# Pre-processing for cfDNA fragment center counts
- Aggregate counts into 2000 bp intervals
- z-score normalization
- Smoothing with Whittaker smoothing followed by Guassian filtering

## Import required libraries

In [None]:
import os
import pandas as pd
import numpy as np
from whittaker_eilers import WhittakerSmoother
import scipy.ndimage
from scipy.stats import zscore

## Smoothing function (Whittaker and Gaussian smooting)

In [None]:
def smooth_fragment_centers(fragment_center_array, lmbda=1000, sigma=30):
    """Applies Whittaker smoothing followed by Gaussian smoothing."""
    whittaker_smoother = WhittakerSmoother(
        lmbda=lmbda, order=2, data_length=len(fragment_center_array))
    smoothed_fragment_centers = np.array(whittaker_smoother.smooth(fragment_center_array))
    return scipy.ndimage.gaussian_filter1d(smoothed_fragment_centers, sigma)

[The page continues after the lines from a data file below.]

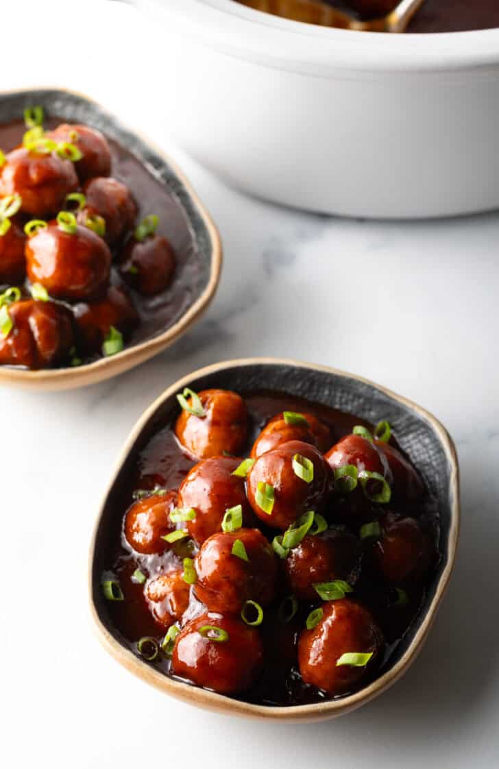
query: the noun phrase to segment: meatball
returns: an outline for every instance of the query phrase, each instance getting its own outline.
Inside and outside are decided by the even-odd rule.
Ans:
[[[188,622],[177,636],[171,672],[231,694],[254,683],[263,657],[258,630],[232,617],[205,614]]]
[[[144,241],[131,238],[120,258],[120,270],[128,285],[145,296],[154,296],[170,285],[175,271],[171,244],[161,235]]]
[[[298,472],[305,462],[304,480]],[[248,499],[253,510],[266,524],[286,529],[309,510],[318,512],[330,490],[331,471],[314,446],[301,441],[289,441],[262,454],[247,476]],[[270,491],[267,509],[261,506],[262,493]]]
[[[137,205],[126,185],[110,176],[89,179],[83,188],[85,207],[79,212],[78,221],[85,224],[88,216],[101,216],[105,221],[105,238],[110,246],[116,245],[134,226]]]
[[[348,531],[328,529],[321,534],[307,534],[284,561],[291,591],[298,598],[317,601],[314,585],[318,583],[343,580],[354,585],[361,554],[360,541]]]
[[[196,517],[185,528],[198,544],[220,531],[225,511],[240,504],[243,520],[251,520],[244,479],[232,473],[239,465],[233,457],[211,457],[189,471],[178,489],[178,506],[193,508]]]
[[[299,416],[306,421],[306,424],[304,421],[288,424],[284,414],[273,417],[253,444],[251,457],[258,459],[262,454],[288,441],[303,441],[317,446],[321,451],[325,451],[331,445],[328,428],[312,414],[301,414]]]
[[[151,580],[145,593],[152,616],[166,629],[181,618],[189,604],[190,587],[184,581],[181,569]]]
[[[19,147],[5,159],[0,169],[0,195],[21,195],[23,211],[32,216],[54,216],[78,187],[72,162],[56,152]]]
[[[4,308],[12,328],[0,334],[0,365],[46,368],[59,363],[74,344],[71,313],[53,301],[22,299]]]
[[[139,322],[128,291],[114,278],[101,299],[78,302],[73,313],[79,345],[88,355],[101,351],[111,326],[126,338]]]
[[[244,545],[248,560],[233,553]],[[214,534],[195,558],[196,597],[210,610],[238,614],[246,601],[266,606],[275,594],[278,565],[271,547],[258,529]]]
[[[28,277],[58,298],[101,294],[109,281],[110,266],[111,252],[102,238],[76,224],[66,231],[55,220],[26,243]]]
[[[125,517],[125,538],[135,551],[148,555],[159,554],[170,547],[161,537],[174,530],[170,513],[177,502],[177,492],[151,494],[134,502]]]
[[[394,491],[408,499],[419,499],[423,495],[424,487],[415,468],[394,446],[378,441],[375,443],[388,460],[393,475]]]
[[[0,232],[0,283],[20,283],[26,274],[26,237],[14,221]]]
[[[428,537],[414,518],[387,512],[379,518],[380,536],[368,559],[376,575],[393,584],[419,581],[433,557]]]
[[[328,694],[345,694],[371,670],[383,647],[381,631],[366,608],[348,598],[329,601],[323,604],[317,625],[300,636],[301,677]],[[343,654],[351,652],[373,656],[362,667],[337,664]]]
[[[81,181],[93,176],[108,176],[111,173],[111,150],[108,140],[96,128],[76,124],[62,123],[46,134],[54,141],[68,142],[79,149],[82,157],[75,163]]]
[[[175,434],[182,446],[198,459],[224,451],[238,454],[248,434],[243,399],[230,390],[204,390],[198,397],[205,414],[197,416],[183,410],[175,423]],[[191,398],[187,400],[191,404]]]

## Function to load, normalize, smooth and save cfDNA fragment center counts

In [None]:
def process_sample(sample_path):
    """Processes a single sample by loading, normalizing, and smoothing fragment counts."""
    matrix_file = os.path.join(sample_path, 'mapped_counts', f"{os.path.basename(sample_path)}_all_counts.bed")
    if not os.path.exists(matrix_file):
        print(f"Missing file: {matrix_file}, skipping...")
        return
    
    # Load and format cfDNA raw fragment counts
    df_matrix = pd.read_csv(matrix_file, sep="\t", header=None, names=['chrom', 'start', 'end', 'count'])
    counts = df_matrix['count'].values
    
    # Define interval size and reshape counts
    interval_size = 2000
    reshaped_counts = counts.reshape(-1, interval_size)
    df_counts_split = pd.DataFrame(reshaped_counts)
    
    # Extract start and end positions for each interval
    regions = df_matrix.iloc[::interval_size, :3].reset_index(drop=True)
    regions['end'] = regions['start'] + interval_size
    
    # Ensure regions match row count
    if len(regions) != df_counts_split.shape[0]:
        raise ValueError(f"Mismatch in reshaped data and BED regions for {sample_path}")
    
    # Assign region indices
    df_counts_split.index = regions.apply(lambda row: f"{row['chrom']}:{row['start']}-{row['end']}", axis=1)
    
    # Z-score normalization
    df_zscore_rows = df_counts_split.apply(zscore, axis=1).fillna(0)
    
    # Apply smoothing
    df_smoothed = df_zscore_rows.apply(lambda row: smooth_fragment_centers(row.values), axis=1)
    df_smoothed = pd.DataFrame(df_smoothed.tolist(), columns=df_zscore_rows.columns, index=df_zscore_rows.index)
    
    # Save as pickle
    output_file = os.path.join(sample_path, f"{os.path.basename(sample_path)}_smoothed.pkl")
    df_smoothed.to_pickle(output_file)
    print(f"Processed and saved: {output_file}")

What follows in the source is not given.